Words are very contagious. The better the word, the more contagious it can be. Like viruses, small differences in the quality of a word can have exponential differences on it's spread. So I like to spend time searching for the right words.

Great names are short. Short names are less effort to communicate. The quality of a name drops exponentially with each syllable you add. Coke is better than Coca-Cola. Human is better than homo sapiens.

Great names are visual. A good test of whether a name is accurate is whether you can draw a picture of the name that makes sense. Net is better than cyberspace. If you drew a picture of the physical components of the Internet, it would look a lot like a fishing net. Net is a great name.

Great names are used for great ideas. You should match the quality of a name to the quality of the idea compared to the other ideas in the space. This is particularly applicable in the digital world. If you are working on an important idea that will be used by a lot of people in a broad area, use a short, high quality name. If you are working on a smaller idea in that same area, don't hog a better name than your idea deserves. Linux is filled with great programs with bad names and bad programs with great names. I've been very happy so far with my experience with NPM, where it seems programmers who are using the best names are making their programs live up to them.

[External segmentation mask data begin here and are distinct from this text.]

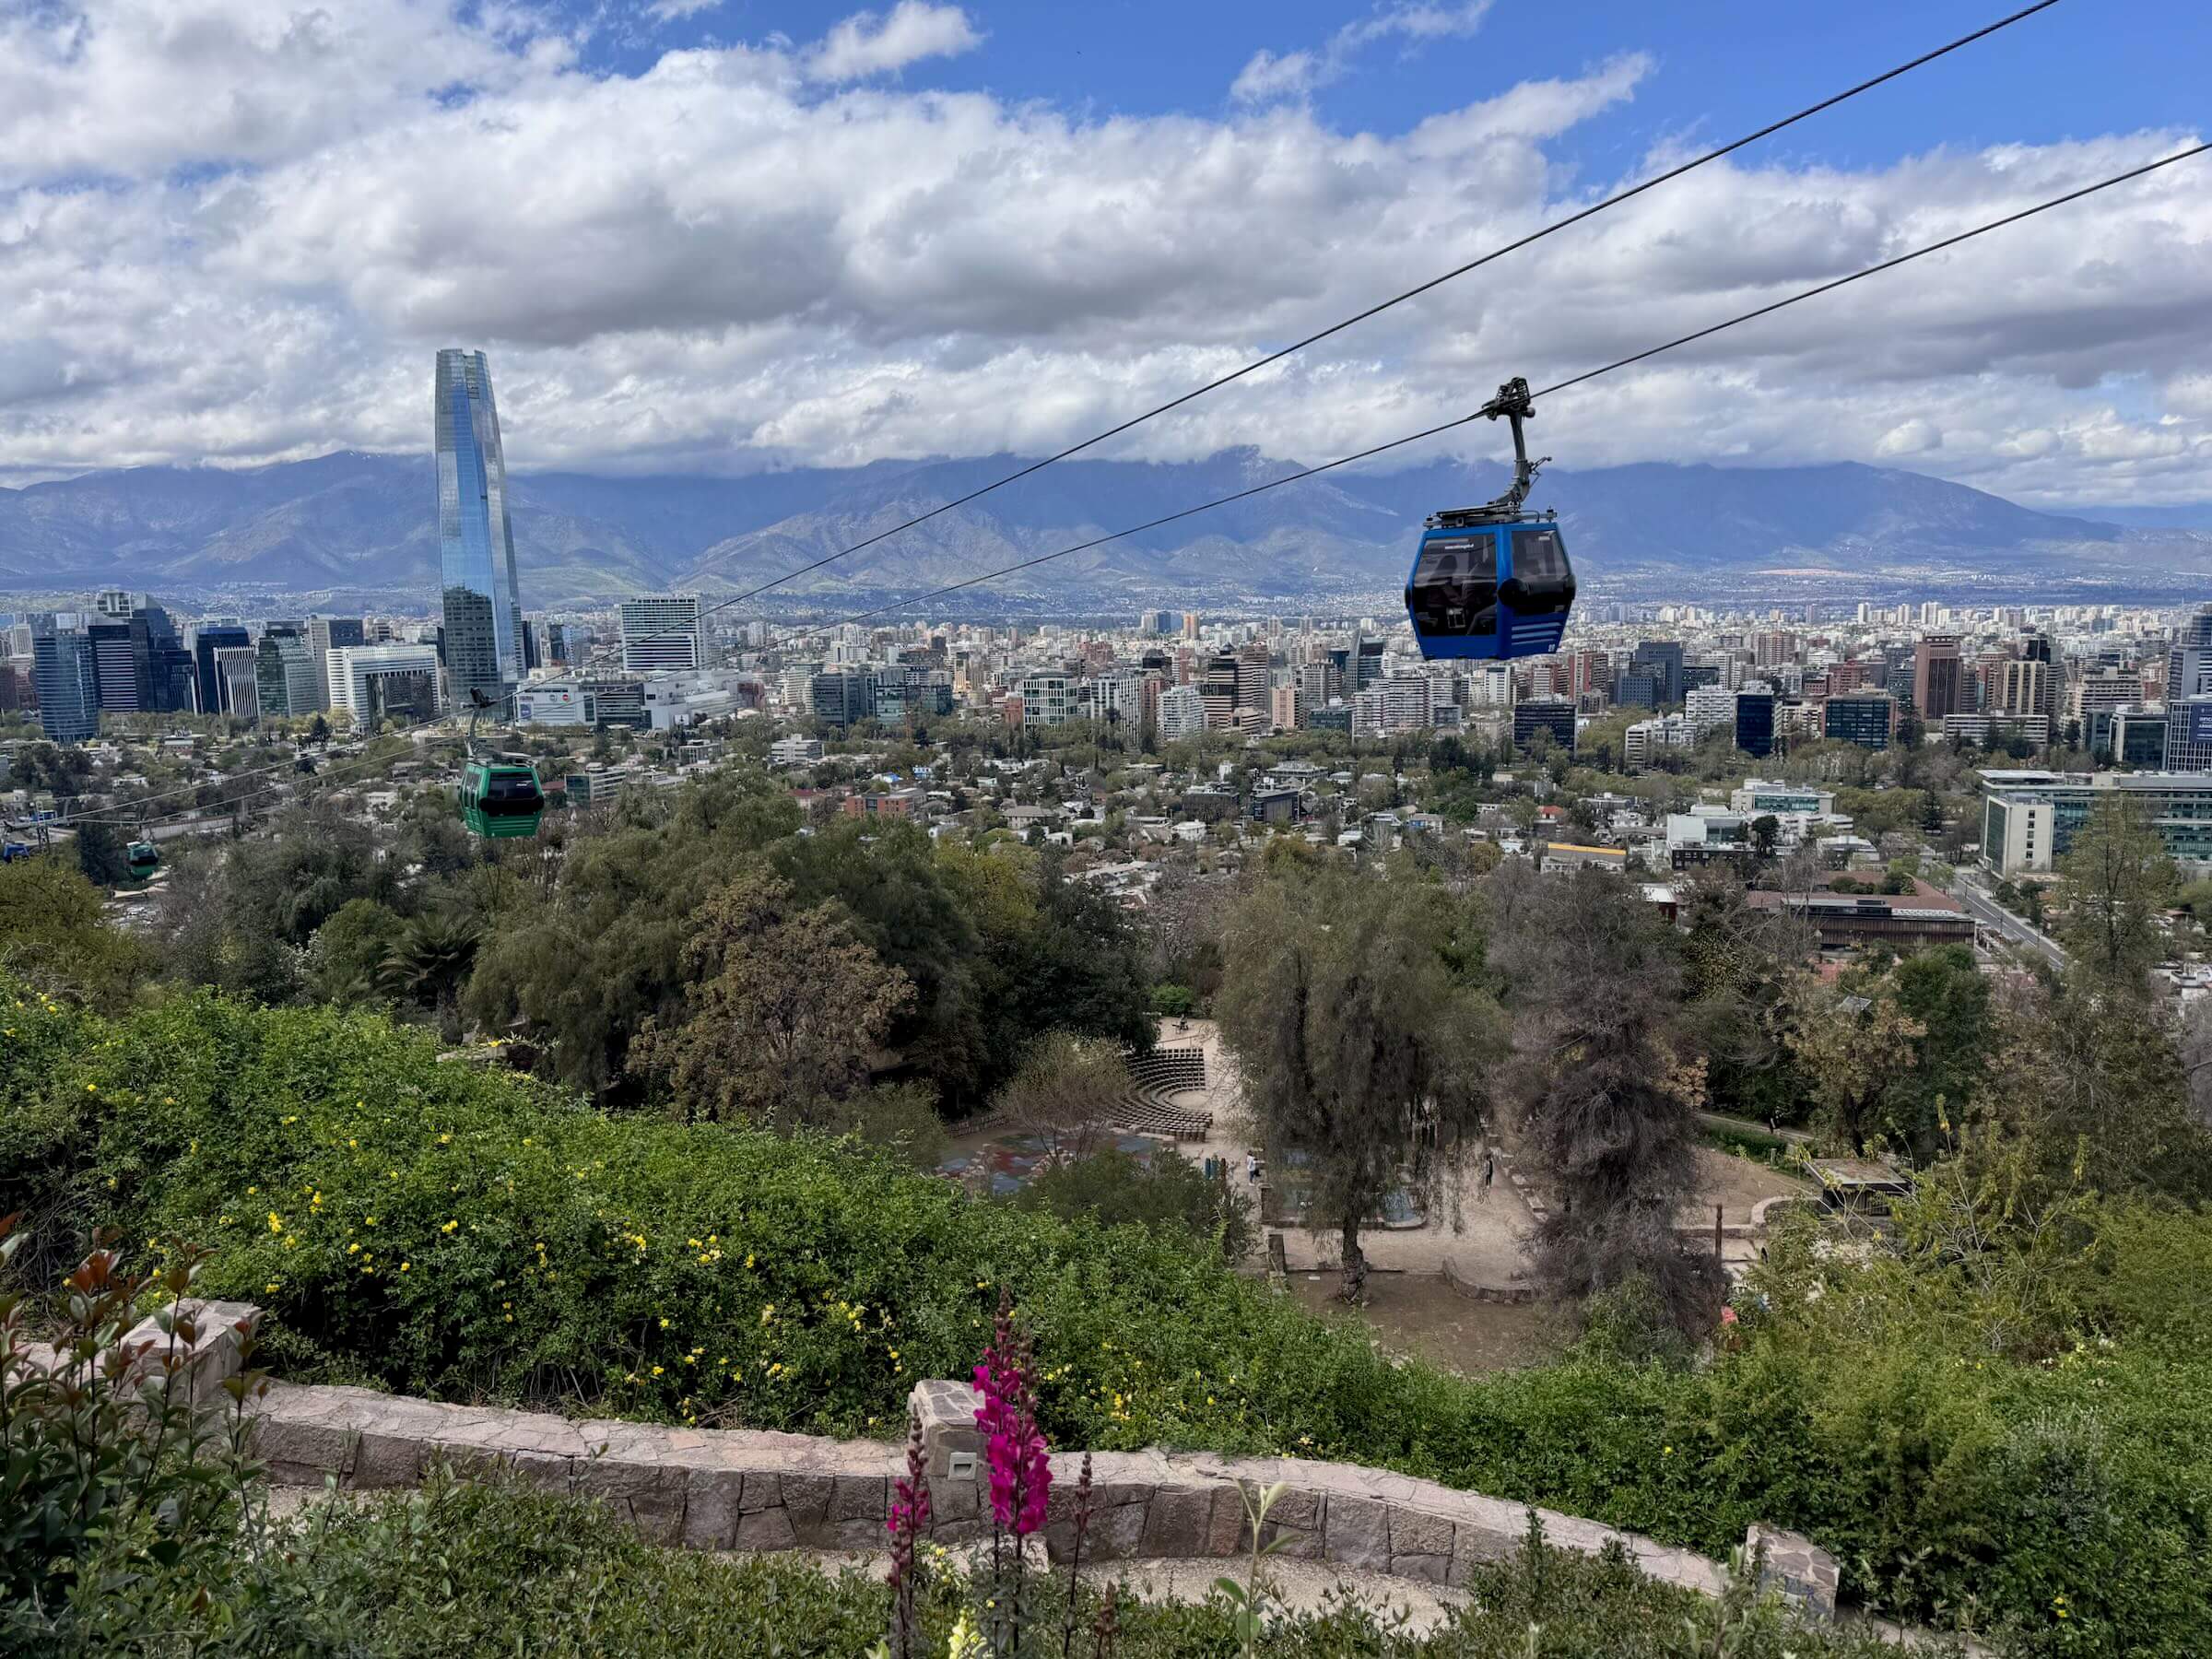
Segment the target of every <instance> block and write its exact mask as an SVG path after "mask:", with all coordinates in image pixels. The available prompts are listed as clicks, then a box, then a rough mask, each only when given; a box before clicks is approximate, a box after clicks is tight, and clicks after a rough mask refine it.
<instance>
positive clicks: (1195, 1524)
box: [1137, 1486, 1214, 1562]
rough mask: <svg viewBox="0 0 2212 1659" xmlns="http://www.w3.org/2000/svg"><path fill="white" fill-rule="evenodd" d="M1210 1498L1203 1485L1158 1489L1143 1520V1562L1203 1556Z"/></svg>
mask: <svg viewBox="0 0 2212 1659" xmlns="http://www.w3.org/2000/svg"><path fill="white" fill-rule="evenodd" d="M1212 1520H1214V1495H1212V1491H1208V1489H1203V1486H1161V1489H1159V1491H1157V1493H1152V1502H1150V1506H1148V1511H1146V1520H1144V1537H1141V1540H1139V1546H1137V1548H1139V1553H1141V1555H1144V1557H1146V1559H1168V1562H1179V1559H1186V1557H1190V1555H1203V1553H1206V1540H1208V1535H1210V1533H1212Z"/></svg>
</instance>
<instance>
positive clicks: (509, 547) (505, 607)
mask: <svg viewBox="0 0 2212 1659" xmlns="http://www.w3.org/2000/svg"><path fill="white" fill-rule="evenodd" d="M434 405H436V409H434V420H431V425H434V434H436V447H438V564H440V573H442V582H445V595H442V608H445V630H442V641H445V677H447V688H449V692H451V703H453V708H467V706H469V703H471V701H473V697H471V695H476V697H484V699H489V701H493V703H500V701H504V699H507V695H509V690H511V688H513V686H515V684H518V681H520V679H522V672H524V670H522V599H520V593H518V584H515V529H513V522H511V520H509V513H507V453H504V451H502V447H500V414H498V407H495V405H493V400H491V367H489V365H487V363H484V354H482V352H456V349H447V352H438V376H436V387H434Z"/></svg>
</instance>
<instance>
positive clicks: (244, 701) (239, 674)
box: [206, 646, 261, 721]
mask: <svg viewBox="0 0 2212 1659" xmlns="http://www.w3.org/2000/svg"><path fill="white" fill-rule="evenodd" d="M215 697H217V703H215V708H212V710H206V712H210V714H230V717H232V719H241V721H250V719H261V653H259V650H254V648H252V646H217V648H215Z"/></svg>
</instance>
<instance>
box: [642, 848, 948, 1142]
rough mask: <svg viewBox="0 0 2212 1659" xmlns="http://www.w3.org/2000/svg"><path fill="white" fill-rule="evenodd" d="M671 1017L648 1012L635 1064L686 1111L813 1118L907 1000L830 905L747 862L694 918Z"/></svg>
mask: <svg viewBox="0 0 2212 1659" xmlns="http://www.w3.org/2000/svg"><path fill="white" fill-rule="evenodd" d="M692 922H695V931H692V938H690V940H688V942H686V945H684V969H686V975H688V978H690V980H692V982H690V984H686V987H684V1011H686V1018H684V1022H681V1024H675V1026H664V1024H661V1022H659V1020H657V1018H648V1020H646V1022H644V1026H641V1029H639V1033H637V1040H635V1042H633V1044H630V1057H628V1066H630V1071H633V1073H639V1075H648V1077H666V1082H668V1084H670V1086H672V1091H675V1108H677V1113H679V1115H681V1117H686V1119H710V1121H712V1119H752V1121H761V1124H768V1126H792V1124H805V1121H814V1117H816V1115H818V1113H821V1108H823V1106H825V1104H832V1102H841V1099H845V1097H847V1095H852V1093H854V1091H858V1088H860V1086H863V1084H867V1079H869V1073H872V1064H874V1055H876V1046H878V1044H880V1042H883V1040H885V1035H887V1033H889V1029H891V1022H894V1020H896V1018H898V1015H900V1013H902V1011H905V1006H907V1004H909V1002H911V1000H914V982H911V980H909V978H907V975H905V973H900V971H898V969H896V967H889V964H887V962H883V960H880V958H878V956H876V953H874V951H872V949H869V947H867V945H865V942H863V940H860V938H858V933H856V929H854V925H852V922H849V918H847V916H845V914H843V911H841V909H838V907H834V905H816V907H812V909H803V907H801V905H799V902H796V900H794V898H792V887H790V883H785V880H781V878H779V876H772V874H765V872H759V869H750V872H743V874H739V876H737V878H734V880H730V883H728V885H723V887H719V889H717V891H714V896H712V898H708V902H706V905H703V907H701V909H699V914H697V916H695V918H692Z"/></svg>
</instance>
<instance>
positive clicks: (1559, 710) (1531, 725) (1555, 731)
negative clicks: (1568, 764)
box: [1513, 697, 1575, 754]
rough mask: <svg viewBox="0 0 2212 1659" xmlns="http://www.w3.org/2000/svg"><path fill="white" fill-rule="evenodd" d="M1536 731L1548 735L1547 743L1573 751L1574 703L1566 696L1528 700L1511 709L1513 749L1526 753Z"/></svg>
mask: <svg viewBox="0 0 2212 1659" xmlns="http://www.w3.org/2000/svg"><path fill="white" fill-rule="evenodd" d="M1537 732H1548V734H1551V741H1553V743H1555V745H1559V748H1562V750H1566V752H1568V754H1573V752H1575V703H1573V701H1568V699H1566V697H1531V699H1526V701H1520V703H1515V706H1513V748H1517V750H1528V748H1533V745H1535V739H1537Z"/></svg>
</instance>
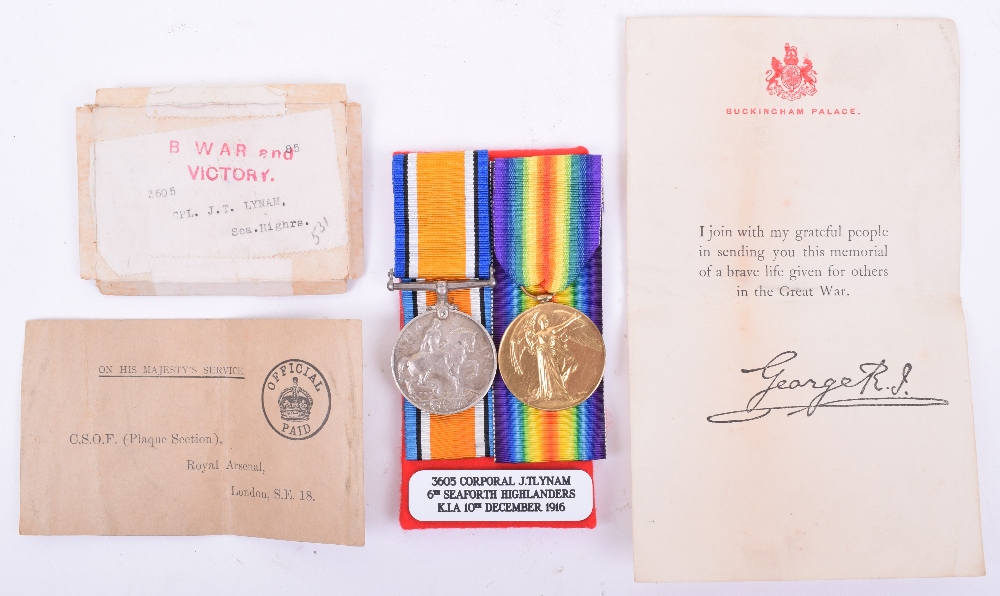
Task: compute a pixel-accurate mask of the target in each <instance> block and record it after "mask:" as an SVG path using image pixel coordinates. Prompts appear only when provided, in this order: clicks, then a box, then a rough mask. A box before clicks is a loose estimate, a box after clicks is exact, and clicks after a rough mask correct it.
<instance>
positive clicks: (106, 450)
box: [20, 319, 364, 546]
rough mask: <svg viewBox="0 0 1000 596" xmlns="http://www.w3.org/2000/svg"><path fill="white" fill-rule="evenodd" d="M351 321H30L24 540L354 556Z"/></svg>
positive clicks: (356, 416)
mask: <svg viewBox="0 0 1000 596" xmlns="http://www.w3.org/2000/svg"><path fill="white" fill-rule="evenodd" d="M361 368H362V362H361V322H360V321H346V320H340V321H337V320H308V319H301V320H280V319H275V320H194V321H178V320H159V321H144V320H132V321H29V322H28V324H27V326H26V330H25V344H24V372H23V379H22V387H21V433H22V434H21V526H20V529H21V534H49V535H50V534H98V535H201V534H239V535H243V536H256V537H260V538H277V539H283V540H299V541H306V542H324V543H332V544H348V545H355V546H360V545H363V544H364V478H363V461H362V446H363V440H362V423H361V416H362V403H361Z"/></svg>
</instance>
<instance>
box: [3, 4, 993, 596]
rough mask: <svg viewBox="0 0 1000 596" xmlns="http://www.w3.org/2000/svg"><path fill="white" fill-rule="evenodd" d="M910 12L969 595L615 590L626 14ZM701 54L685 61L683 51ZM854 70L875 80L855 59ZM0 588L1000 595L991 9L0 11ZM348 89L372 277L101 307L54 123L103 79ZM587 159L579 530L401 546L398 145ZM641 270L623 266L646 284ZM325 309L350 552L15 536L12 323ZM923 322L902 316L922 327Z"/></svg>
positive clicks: (58, 5)
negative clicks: (339, 363) (595, 201)
mask: <svg viewBox="0 0 1000 596" xmlns="http://www.w3.org/2000/svg"><path fill="white" fill-rule="evenodd" d="M672 14H676V15H681V14H731V15H785V16H927V17H948V18H952V19H954V20H955V21H956V22H957V24H958V32H959V39H960V45H961V55H962V198H963V201H962V208H963V221H962V233H963V243H962V296H963V300H964V304H965V308H966V315H967V317H968V325H969V344H970V353H971V366H972V381H973V396H974V403H975V412H976V435H977V437H978V453H979V478H980V490H981V494H982V518H983V540H984V545H985V549H986V558H987V572H988V574H989V575H988V576H987V577H985V578H972V579H942V580H880V581H848V582H794V583H793V582H768V583H754V584H697V585H691V584H685V585H649V584H635V583H633V582H632V554H631V548H632V544H631V515H630V514H631V508H630V489H629V481H630V478H629V429H628V415H629V407H628V385H627V352H626V342H625V335H624V333H625V296H624V289H625V276H624V270H625V261H624V252H625V251H624V217H623V216H624V210H625V193H624V186H625V185H624V163H625V139H624V120H625V113H624V75H625V73H624V19H625V17H626V16H631V15H672ZM699 50H700V48H698V47H692V48H691V49H690V51H691V53H692V54H695V53H697V52H699ZM871 68H874V69H877V68H879V62H878V56H872V58H871ZM0 79H2V82H3V83H2V87H0V255H2V256H0V279H2V280H3V282H2V284H3V286H2V290H3V291H2V293H0V593H9V594H15V593H18V594H19V593H57V592H58V593H91V594H97V593H118V594H122V593H141V594H159V593H162V594H166V593H171V594H187V593H210V592H211V593H213V594H227V593H233V594H236V593H239V594H254V593H272V594H277V593H279V592H280V593H282V594H295V593H307V594H354V593H373V594H374V593H393V594H404V593H405V594H570V593H572V594H580V595H589V594H740V595H743V594H804V593H808V594H858V593H872V594H875V593H877V594H907V595H909V594H991V595H996V594H1000V578H998V575H997V574H1000V570H998V563H1000V533H998V528H997V522H998V516H1000V510H997V507H998V506H1000V450H998V446H1000V433H998V430H997V429H998V428H1000V407H998V403H997V399H996V396H997V393H998V390H1000V379H998V376H997V374H996V372H995V370H996V362H997V359H998V357H1000V314H998V312H997V306H998V300H997V295H998V293H1000V274H998V269H997V267H998V266H1000V259H998V256H1000V242H998V240H997V230H998V222H1000V201H998V199H1000V163H998V162H1000V151H998V149H997V139H998V138H1000V3H997V2H995V1H994V2H987V1H979V2H973V1H967V2H961V1H957V0H953V1H952V2H945V1H938V2H903V1H899V2H878V3H875V2H864V1H857V2H852V1H833V0H831V1H827V2H811V3H804V2H794V1H787V2H779V1H772V2H767V1H763V0H761V1H757V2H710V1H702V2H697V1H675V2H620V3H611V2H569V1H563V2H542V1H539V2H527V1H519V2H512V1H490V2H472V1H469V0H465V1H447V2H446V1H441V2H406V3H404V2H398V3H391V2H384V1H373V0H368V1H365V2H357V3H354V4H347V3H341V2H330V1H317V2H310V3H307V2H293V1H281V2H250V1H242V2H208V1H205V0H202V1H195V2H176V3H166V2H163V3H157V4H156V5H153V4H144V3H141V2H137V1H134V0H133V1H125V2H117V3H112V2H86V3H83V2H81V3H69V2H66V3H57V2H52V3H41V2H27V1H20V2H14V1H13V0H6V1H5V2H4V3H3V6H2V7H0ZM230 83H346V84H347V89H348V94H349V96H350V97H351V99H352V100H355V101H360V102H361V104H362V106H363V116H364V170H365V172H364V173H365V183H364V191H365V275H364V277H363V278H362V279H360V280H359V281H357V282H355V283H354V284H353V285H352V287H351V289H350V291H349V292H348V293H346V294H344V295H340V296H320V297H296V298H249V297H245V298H222V297H219V298H166V297H110V296H102V295H100V294H99V293H98V291H97V289H96V288H95V286H94V284H93V282H87V281H82V280H80V279H79V263H78V253H77V227H76V226H77V216H76V188H77V187H76V149H75V138H74V112H73V108H74V107H76V106H79V105H83V104H84V103H88V102H92V101H93V99H94V91H95V89H97V88H99V87H128V86H143V87H144V86H160V85H208V84H230ZM578 144H582V145H586V146H587V147H588V148H589V149H590V150H591V151H592V152H594V153H600V154H603V155H604V156H605V162H604V163H605V194H606V198H607V204H606V212H605V227H604V231H605V236H604V242H605V251H604V258H605V259H606V261H605V263H606V264H605V290H604V304H605V311H604V312H605V336H606V340H607V343H608V356H609V362H608V369H607V404H608V405H607V408H608V410H607V415H608V454H609V457H608V459H607V460H606V461H601V462H598V463H597V464H596V466H595V478H596V490H597V496H596V499H597V519H598V524H597V528H596V529H595V530H545V529H537V530H530V529H528V530H526V529H518V530H476V531H470V530H432V531H413V532H403V531H402V530H401V529H400V528H399V525H398V523H397V515H398V505H399V440H400V439H399V424H400V406H399V397H398V394H397V392H396V391H395V389H394V388H393V384H392V381H391V378H390V376H389V371H388V370H387V368H386V366H385V365H386V363H387V362H388V359H389V348H390V345H391V344H392V341H393V339H394V336H395V334H396V331H397V329H398V325H397V322H398V315H397V310H396V309H397V302H396V300H397V298H396V297H395V296H393V295H392V294H391V293H389V292H388V291H386V289H385V272H386V271H387V270H388V268H389V267H390V265H391V264H392V246H393V244H392V209H391V207H392V196H391V180H390V154H391V152H392V151H394V150H425V151H426V150H442V149H480V148H483V149H485V148H491V149H501V148H523V147H560V146H574V145H578ZM640 273H641V272H640ZM115 317H117V318H122V317H124V318H209V317H336V318H360V319H362V320H363V321H364V349H365V354H364V358H365V374H364V383H365V497H366V518H367V519H366V535H367V544H366V546H364V547H363V548H349V547H341V546H328V545H319V544H302V543H293V542H280V541H274V540H262V539H254V538H239V537H231V536H213V537H190V538H186V537H35V536H31V537H22V536H19V535H18V530H17V527H18V507H19V505H18V484H19V478H18V477H19V471H18V470H19V436H20V422H19V421H20V398H19V393H20V389H19V387H20V379H21V371H20V368H21V355H22V347H23V339H24V322H25V321H26V320H28V319H39V318H115ZM915 324H919V323H915Z"/></svg>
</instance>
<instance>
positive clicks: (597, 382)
mask: <svg viewBox="0 0 1000 596" xmlns="http://www.w3.org/2000/svg"><path fill="white" fill-rule="evenodd" d="M492 164H493V182H492V185H493V186H492V199H493V205H492V213H493V227H494V239H493V249H494V257H495V260H496V280H497V285H496V288H495V290H494V318H493V331H494V340H496V339H499V338H502V339H500V347H499V349H498V352H497V357H498V361H499V367H500V375H501V377H502V378H500V377H498V379H497V380H496V381H495V383H494V392H495V405H494V421H495V424H496V439H495V442H496V460H497V461H498V462H509V463H521V462H543V461H577V460H590V459H603V458H604V457H605V421H604V391H603V374H604V361H605V352H604V343H603V338H602V336H601V331H600V329H601V325H602V316H601V314H602V313H601V209H602V199H603V196H602V173H601V169H602V161H601V156H599V155H587V154H574V155H540V156H534V157H516V158H498V159H495V160H493V162H492Z"/></svg>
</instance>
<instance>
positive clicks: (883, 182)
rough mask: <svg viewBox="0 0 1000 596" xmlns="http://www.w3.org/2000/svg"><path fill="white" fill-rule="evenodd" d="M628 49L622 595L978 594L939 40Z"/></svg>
mask: <svg viewBox="0 0 1000 596" xmlns="http://www.w3.org/2000/svg"><path fill="white" fill-rule="evenodd" d="M626 29H627V33H626V44H627V49H626V53H627V69H628V75H627V77H628V82H627V135H628V137H627V148H628V268H629V271H628V278H629V282H628V318H629V358H630V365H629V367H630V393H631V419H632V478H633V536H634V548H635V550H634V556H635V575H636V579H637V580H639V581H738V580H777V579H819V578H881V577H929V576H952V575H981V574H983V573H984V564H983V552H982V539H981V533H980V516H979V493H978V485H977V470H976V452H975V439H974V436H973V419H972V403H971V391H970V386H969V367H968V355H967V347H966V334H965V322H964V315H963V312H962V304H961V301H960V298H959V285H958V282H959V247H960V236H959V229H960V226H959V224H960V211H959V208H960V198H959V128H958V122H959V119H958V108H959V104H958V81H959V54H958V36H957V32H956V30H955V26H954V24H953V23H952V22H951V21H945V20H891V19H776V18H649V19H630V20H629V21H628V23H627V26H626Z"/></svg>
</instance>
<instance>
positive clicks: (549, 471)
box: [410, 470, 594, 521]
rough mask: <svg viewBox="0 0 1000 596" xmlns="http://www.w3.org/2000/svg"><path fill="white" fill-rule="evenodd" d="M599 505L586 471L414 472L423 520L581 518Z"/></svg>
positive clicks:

I think the exercise of naming things can be very helpful in improving things. Designing things from first principles is a proven way to arrive at novel, sometimes better ideas. Attempting to rename something is a great way to rethink the thing from the ground up.

For example, lately I've been trying to come up with a way to explain the fundamentals of computing. A strategy I recently employed was to change the names we use for the 2 boolean states from True and False to Absent or Present. It seems like it gets closer to the truth of how computers work. I mean, it doesn't make sense to ask a bit whether it is True or False. The only question an electronic bit can answer is whether a charge is present or absent. When we compare variable A to variable B, the CPU sets a flag in the comparison bit and we are really asking that bit whether a charge is present.

What I like about the idea of using the names Present and Absent is that it makes the fundamentals of computing align with the fundamentals of the world. The most fundamental questions in the world about being--of existence. Do we exist? Why do we exist? Will we exist tomorrow? Likewise, the most fundamental questions in computing is not whether or not there are ones and zeroes, it's whether or not a charge exists. Does a charge exist? Why does that charge exist? Will that charge exist in the next iteration? Computing is not about manipulating ones and zeroes. It's about using the concept of being, of existence, to solve problems. Computing is about using the concept of the presence or absence of charge to do many wonderful things.